The bottom line: Grep’s output was the least useful. It dutifully reported matches in .pyc files and other things I don’t care about. Ack’s results were better and faster than grep. Ag had more results than ack, but took half as long. With a couple of clever ignores (like the extern directory), Ag took a mere half-second and gave even more pertinent results.

I can already hear someone saying, “Big deal. It’s only a second faster. What does one second matter when searching an entire codebase?” My reply: trivial inconveniences matter. Using Ag is like having a faster computer; you don’t realize how slow things were until you’ve experienced fast. The difference is big enough that I can’t go back to ack, just like ack users can’t go back to grep.

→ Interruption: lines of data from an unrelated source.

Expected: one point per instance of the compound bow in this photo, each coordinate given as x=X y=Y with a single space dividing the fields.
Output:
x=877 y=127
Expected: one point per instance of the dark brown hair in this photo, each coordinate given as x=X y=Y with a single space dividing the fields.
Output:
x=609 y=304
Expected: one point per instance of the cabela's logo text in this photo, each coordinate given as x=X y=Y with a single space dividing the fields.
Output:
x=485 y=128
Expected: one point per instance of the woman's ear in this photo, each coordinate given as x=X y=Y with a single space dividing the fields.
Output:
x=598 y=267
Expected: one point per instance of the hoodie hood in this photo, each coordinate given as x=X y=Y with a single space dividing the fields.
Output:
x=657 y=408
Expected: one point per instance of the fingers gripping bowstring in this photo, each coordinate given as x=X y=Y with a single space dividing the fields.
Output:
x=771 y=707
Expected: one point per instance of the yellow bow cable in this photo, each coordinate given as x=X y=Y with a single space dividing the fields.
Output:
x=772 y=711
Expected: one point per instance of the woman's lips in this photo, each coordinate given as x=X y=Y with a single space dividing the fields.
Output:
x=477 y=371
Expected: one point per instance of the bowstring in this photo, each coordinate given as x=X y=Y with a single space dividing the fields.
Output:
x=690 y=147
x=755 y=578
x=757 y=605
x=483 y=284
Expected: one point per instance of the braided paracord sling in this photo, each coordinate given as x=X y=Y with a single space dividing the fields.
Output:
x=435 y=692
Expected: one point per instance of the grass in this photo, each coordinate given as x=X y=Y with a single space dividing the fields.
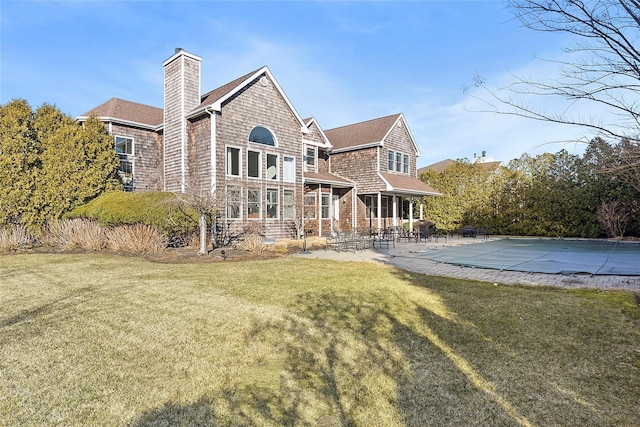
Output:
x=105 y=340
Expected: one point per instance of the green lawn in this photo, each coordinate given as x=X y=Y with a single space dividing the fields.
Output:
x=106 y=340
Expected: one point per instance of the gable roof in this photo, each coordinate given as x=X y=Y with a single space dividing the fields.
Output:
x=438 y=167
x=310 y=122
x=366 y=134
x=370 y=132
x=215 y=98
x=127 y=112
x=211 y=97
x=408 y=184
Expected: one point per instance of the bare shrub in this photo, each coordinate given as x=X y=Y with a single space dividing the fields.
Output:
x=136 y=238
x=76 y=233
x=14 y=238
x=252 y=242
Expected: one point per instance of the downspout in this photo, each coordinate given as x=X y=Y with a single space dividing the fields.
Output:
x=395 y=210
x=214 y=146
x=379 y=211
x=183 y=130
x=410 y=215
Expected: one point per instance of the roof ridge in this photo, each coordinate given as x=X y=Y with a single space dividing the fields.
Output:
x=365 y=121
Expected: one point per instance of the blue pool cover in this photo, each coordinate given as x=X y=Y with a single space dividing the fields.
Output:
x=557 y=256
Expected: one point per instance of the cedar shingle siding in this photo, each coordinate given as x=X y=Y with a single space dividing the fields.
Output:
x=182 y=147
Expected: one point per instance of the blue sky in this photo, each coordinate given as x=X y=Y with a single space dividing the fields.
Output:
x=342 y=62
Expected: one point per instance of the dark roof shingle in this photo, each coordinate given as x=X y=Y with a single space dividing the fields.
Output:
x=362 y=133
x=120 y=109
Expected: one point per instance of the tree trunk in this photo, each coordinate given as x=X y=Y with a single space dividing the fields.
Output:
x=202 y=223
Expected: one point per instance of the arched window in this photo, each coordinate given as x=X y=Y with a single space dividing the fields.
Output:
x=262 y=136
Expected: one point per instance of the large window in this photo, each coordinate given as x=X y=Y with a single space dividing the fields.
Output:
x=262 y=135
x=288 y=204
x=253 y=203
x=310 y=159
x=310 y=205
x=272 y=166
x=325 y=199
x=253 y=164
x=272 y=203
x=234 y=202
x=289 y=169
x=233 y=161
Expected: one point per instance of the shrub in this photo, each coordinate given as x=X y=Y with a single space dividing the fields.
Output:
x=152 y=208
x=74 y=234
x=251 y=242
x=14 y=238
x=136 y=238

Since it behaves like ack, Ag can be used by many fancy ack GUI front-ends. This makes searching convenient as well as fast. After I got Ag sorta-working, I forked AckMate so that I could use Ag in my favorite editor. My fork bundles both AckMate’s Ack and my own Ag. You can switch between them with a simple check box. The tmbundle is on the downloads page. Be warned: it replaces your current AckMate.

There’s still plenty of stuff I want to add,^[4] but it’s good enough for my own daily use so I figured I should tell others about it. And of course, patches are welcome!

The decision was made to put all python dependencies into extern/ instead of using pip. A good call, in my opinion.
At least not without a bunch of pipes and find and xargs. Yes I know there are aliases but it’s annoying to keep those up-to-date.
Yes, I know it’s bad form to put generated files in revision control.
Ctags support, for one. Also inverted matching, accepting piped input, and basic stuff like retrying a search with fewer ignores and no case-sensitivity.